Our Timbers Should Shiver

The Somali pirate drama is one of those small, but potentially telling, incidents that happen from time to time. The pirates attacked a ship flying an American flag and took its captain hostage. Days have now passed, the captain remains a captive, and the pirates continue to thumb their noses at our government.

I am a subscriber to the “broken windows” theory described at some length in The Tipping Point by Malcolm Gladwell. That theory posits that people who live in a neighborhood that features little signs of unaddressed lawlessness — like broken windows, graffiti, and other petty crime — can lose hope and conclude that there is no law. Events then can spiral downward and out of control as people perceive that there is no order or authority. I think the same concept applies to international law. An attack by pirates may be a small matter — indeed, the concept of modern-day pirates seems ludicrous — but it is one of those signs of lawlessness that could promote more reckless illegal behavior by other renegade actors on the international stage.

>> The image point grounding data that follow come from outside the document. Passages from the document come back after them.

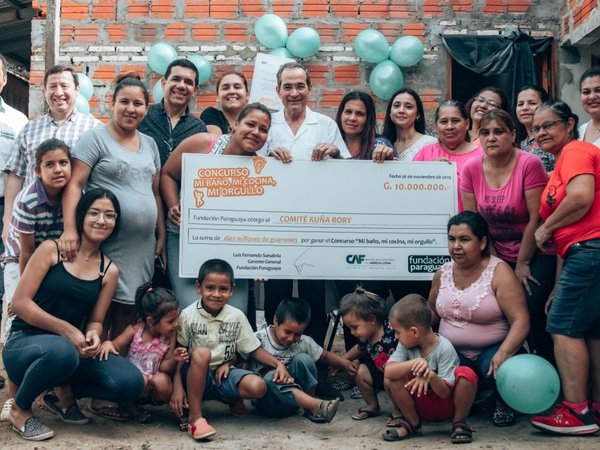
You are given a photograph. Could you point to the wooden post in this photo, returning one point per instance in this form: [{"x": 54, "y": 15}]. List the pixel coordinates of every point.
[{"x": 52, "y": 33}]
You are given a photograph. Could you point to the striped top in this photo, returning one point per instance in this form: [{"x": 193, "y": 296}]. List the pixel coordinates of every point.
[{"x": 33, "y": 214}]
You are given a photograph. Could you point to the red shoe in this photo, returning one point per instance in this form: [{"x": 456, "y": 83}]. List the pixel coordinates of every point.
[{"x": 566, "y": 421}]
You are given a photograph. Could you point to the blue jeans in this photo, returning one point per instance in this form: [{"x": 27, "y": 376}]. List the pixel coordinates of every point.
[{"x": 37, "y": 362}]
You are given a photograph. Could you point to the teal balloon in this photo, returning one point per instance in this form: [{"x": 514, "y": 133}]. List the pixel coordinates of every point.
[
  {"x": 204, "y": 67},
  {"x": 271, "y": 31},
  {"x": 81, "y": 104},
  {"x": 386, "y": 78},
  {"x": 281, "y": 52},
  {"x": 371, "y": 46},
  {"x": 528, "y": 383},
  {"x": 303, "y": 42},
  {"x": 407, "y": 51},
  {"x": 86, "y": 87},
  {"x": 160, "y": 56},
  {"x": 157, "y": 92}
]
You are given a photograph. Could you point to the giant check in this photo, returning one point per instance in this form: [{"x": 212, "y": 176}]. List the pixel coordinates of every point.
[{"x": 326, "y": 219}]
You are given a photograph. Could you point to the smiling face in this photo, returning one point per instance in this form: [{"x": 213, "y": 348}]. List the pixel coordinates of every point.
[
  {"x": 232, "y": 94},
  {"x": 527, "y": 102},
  {"x": 60, "y": 93},
  {"x": 215, "y": 290},
  {"x": 54, "y": 170},
  {"x": 590, "y": 96},
  {"x": 179, "y": 87},
  {"x": 250, "y": 134},
  {"x": 129, "y": 107},
  {"x": 293, "y": 90},
  {"x": 404, "y": 111}
]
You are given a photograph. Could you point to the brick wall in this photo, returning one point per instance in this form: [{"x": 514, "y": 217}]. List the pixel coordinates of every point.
[{"x": 103, "y": 38}]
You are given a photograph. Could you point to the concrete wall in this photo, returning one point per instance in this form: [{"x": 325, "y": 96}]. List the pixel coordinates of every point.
[{"x": 103, "y": 38}]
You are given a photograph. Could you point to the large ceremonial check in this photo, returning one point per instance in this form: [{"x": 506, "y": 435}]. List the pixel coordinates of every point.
[{"x": 316, "y": 219}]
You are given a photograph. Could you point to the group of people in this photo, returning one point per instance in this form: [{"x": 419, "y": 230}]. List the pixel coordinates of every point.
[{"x": 91, "y": 210}]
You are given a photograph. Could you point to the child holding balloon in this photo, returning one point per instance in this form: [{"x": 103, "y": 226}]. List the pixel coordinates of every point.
[{"x": 423, "y": 377}]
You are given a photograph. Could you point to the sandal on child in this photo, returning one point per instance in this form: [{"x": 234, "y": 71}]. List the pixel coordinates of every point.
[
  {"x": 324, "y": 413},
  {"x": 200, "y": 429},
  {"x": 364, "y": 414},
  {"x": 504, "y": 415},
  {"x": 462, "y": 433},
  {"x": 393, "y": 435}
]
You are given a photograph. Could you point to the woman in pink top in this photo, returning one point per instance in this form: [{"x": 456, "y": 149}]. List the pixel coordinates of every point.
[
  {"x": 480, "y": 304},
  {"x": 505, "y": 186},
  {"x": 452, "y": 123}
]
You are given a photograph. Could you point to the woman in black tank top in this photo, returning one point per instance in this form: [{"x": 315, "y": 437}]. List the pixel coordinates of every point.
[{"x": 60, "y": 308}]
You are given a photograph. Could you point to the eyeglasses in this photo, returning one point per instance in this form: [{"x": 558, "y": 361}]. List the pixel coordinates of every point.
[
  {"x": 109, "y": 216},
  {"x": 491, "y": 103},
  {"x": 545, "y": 126}
]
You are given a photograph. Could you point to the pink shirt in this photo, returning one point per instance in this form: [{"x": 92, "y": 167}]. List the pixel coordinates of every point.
[
  {"x": 434, "y": 151},
  {"x": 470, "y": 318},
  {"x": 505, "y": 208}
]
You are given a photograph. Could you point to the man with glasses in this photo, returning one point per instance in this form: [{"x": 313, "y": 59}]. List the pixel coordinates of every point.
[{"x": 170, "y": 122}]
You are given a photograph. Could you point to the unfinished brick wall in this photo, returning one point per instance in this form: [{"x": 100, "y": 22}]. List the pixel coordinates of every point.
[{"x": 103, "y": 38}]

Unfortunately, many civilized governments don’t seem to have the stomach to deal with the Somali pirates. Instead, they seem to hope that the pirates, or the terrorists, will realize that we mean them no harm and just go away. Our country, on the other hand, seems to have the will but is so bound up by concerns about legality and the perceptions of the international community that we shy away from taking unilateral action. In the meantime, outright piracy goes unpunished — and the number of broken windows in the neighborhood grows.

I think it is time for us to realize that our failure to act in these situations is sending a strong, but negative, message. It can only encourage other “bad actors” to commit acts that risk the mere disapproval of the civilized world, but no other consequences. If inaction continues, and piracy, kidnapping, and other guerilla tactics proliferate, the impact on things like international trade, democratic institutions, and global progress will be devastating. What is the point of being an economic and military giant if we cannot crush pirates who flout international law, and thereby send a message that such intolerable lawlessness will be dealt with swiftly, and with finality?